In this paper we study the impact of COVID-19 on seasonal adjustment. We focus on whether special adjustments are required to treat the COVID-19 crisis as an outlier in the application of three seasonal adjustment procedures: X13, the industry standard, STL and a new method CAMPLET. In addition we investigate whether revisions occur. We show results of seasonal adjustments produced with X13 and CAMPLET for the quarterly series real GDP in the Netherlands, and STL and CAMPLET seasonal adjustments for the weekly series U.S. Initial Claims.

Seasonal adjustment with X13-ARIMA-SEATS and CAMPLET requires adjustments in the implementation of the standard procedure to treat the COVID-19 crisis as an outlier as recommended by Eurostat (2000); STL can be applied straightforwardly. Differences in seasonally adjusted values are generally small around the COVID-19 crisis. Finally, X13 and STL seasonal adjustments are subject to revisions. Future revisions will probably make the COVID-19 crisis less deep.

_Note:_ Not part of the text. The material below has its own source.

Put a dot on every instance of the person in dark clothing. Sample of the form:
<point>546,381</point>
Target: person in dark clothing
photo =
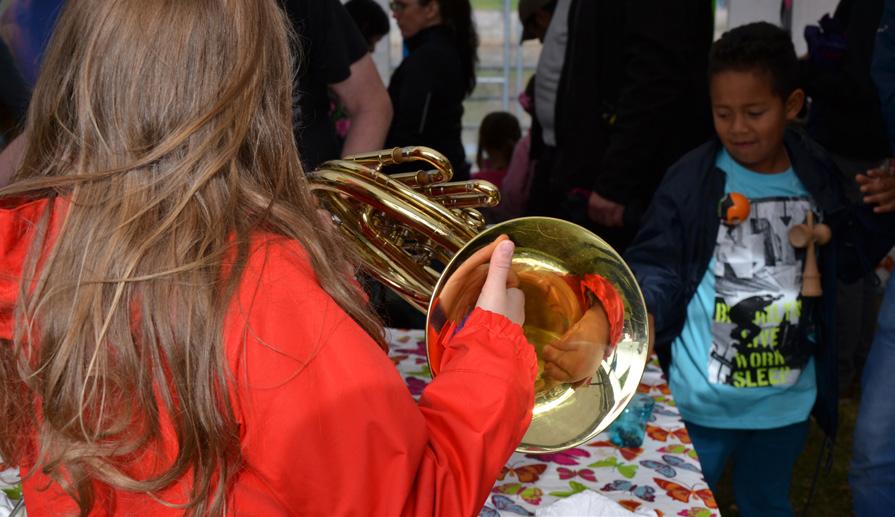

Further research is needed to validate these findings for other series, countries and seasonal adjustment methods. To fully appreciate the recommendation of Eurostat (2020) and its consequences, simulation studies are required in which we know the processes of the components of the variables. Seasonal adjustment produces latent variables, so it makes sense to design experiments in which the processes of the non-seasonal and seasonal components are known, and possibly correlated (Hindrayanto et al., 2019).